Closed ESapenaVentura closed 1 month ago
I have some concerns about this approach. Firstly, one purely about the implementation - defining three similarly-named properties doesn't create synonyms in JSON: these are three semantically distinct properties, and we don't really want to encourage the use of all three. It would be better to define a single property and add annotations to it's definition in the schema, either through additional keywords or even including it in the description etc. So, rather than loosen the schema to support three variants of collection date
and create ambiguity about which property should be used (or worse, having a single document that includes multiple different values for the "same" field), it would be better to only consider a single form to be valid... this then also makes it easier for tools to map and fix alternatives on the fly.
My second concern is about consistnecy with a) previous behaviour and b) the wider community. So: what is the current behvaiour in ENA? We need to be consistent with that so we can switchover, then we can start improving the behaviour in the new tools. IN terms of consistency with the wider community: I know that the Genomic Standards Consortium have siwtch to using Link-ML to define their standards, and there are tools that generate JSON Schema from LinkML. So, given that the GSC have a single source of truth for both the MIxS Water extension and the collection_date
term itself (https://genomicsstandardsconsortium.github.io/mixs/0000011/), if we are going to attempt to improve the way we represent these fields, we should be looking into solutions that leverage the GSC work directly rather than reimplement.

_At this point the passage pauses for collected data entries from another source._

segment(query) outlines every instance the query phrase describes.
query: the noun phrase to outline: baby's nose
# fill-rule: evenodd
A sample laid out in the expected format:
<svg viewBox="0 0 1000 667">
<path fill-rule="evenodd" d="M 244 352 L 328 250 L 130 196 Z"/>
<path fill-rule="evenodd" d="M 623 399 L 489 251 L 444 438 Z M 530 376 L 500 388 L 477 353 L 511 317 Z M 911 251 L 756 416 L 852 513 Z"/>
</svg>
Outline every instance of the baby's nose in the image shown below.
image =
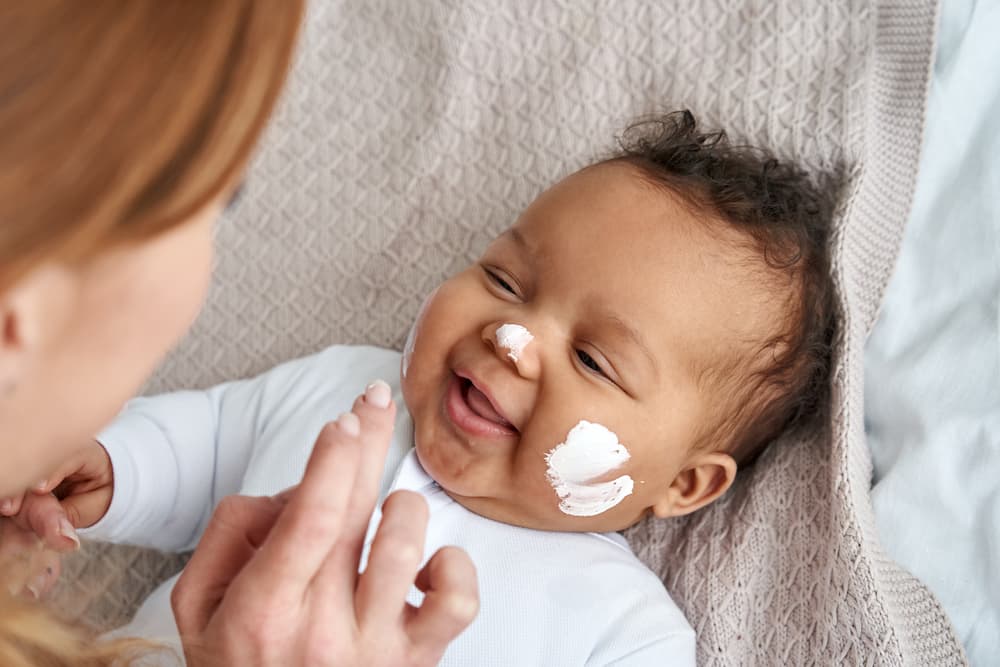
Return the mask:
<svg viewBox="0 0 1000 667">
<path fill-rule="evenodd" d="M 520 324 L 501 324 L 493 333 L 497 342 L 497 347 L 507 352 L 507 357 L 515 364 L 520 361 L 524 354 L 524 348 L 528 347 L 534 336 Z"/>
<path fill-rule="evenodd" d="M 538 351 L 534 334 L 523 324 L 494 322 L 482 332 L 483 342 L 500 357 L 513 364 L 517 374 L 530 378 L 538 373 Z M 534 341 L 534 342 L 532 342 Z"/>
</svg>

Overall, I'd argue for sidestepping this particular issue for now and ensuring our behaviour is consistent with the current implementation in ENA. We can then sensibly prioritise these types of issues and make some considered, well thought out improvements that help us take advantage of prior art, align with the wider community, and avoid a short term fix we might need to undo later
Untill we optimise schema further. A solution for this problem is popuating main properties
section with synonyms. i.e. Copying original attribute properties into synonym fields and expand the set of available attributes.
This has been done and read #77 for more info.
Description of the issue
Yesterday, while check the schema for the GCS MIxS Water (Dev schema), I noticed that, while the synonyms for the fields are recorded in the "oneOf" constraints, the synonyms themselves are not defined under the properties.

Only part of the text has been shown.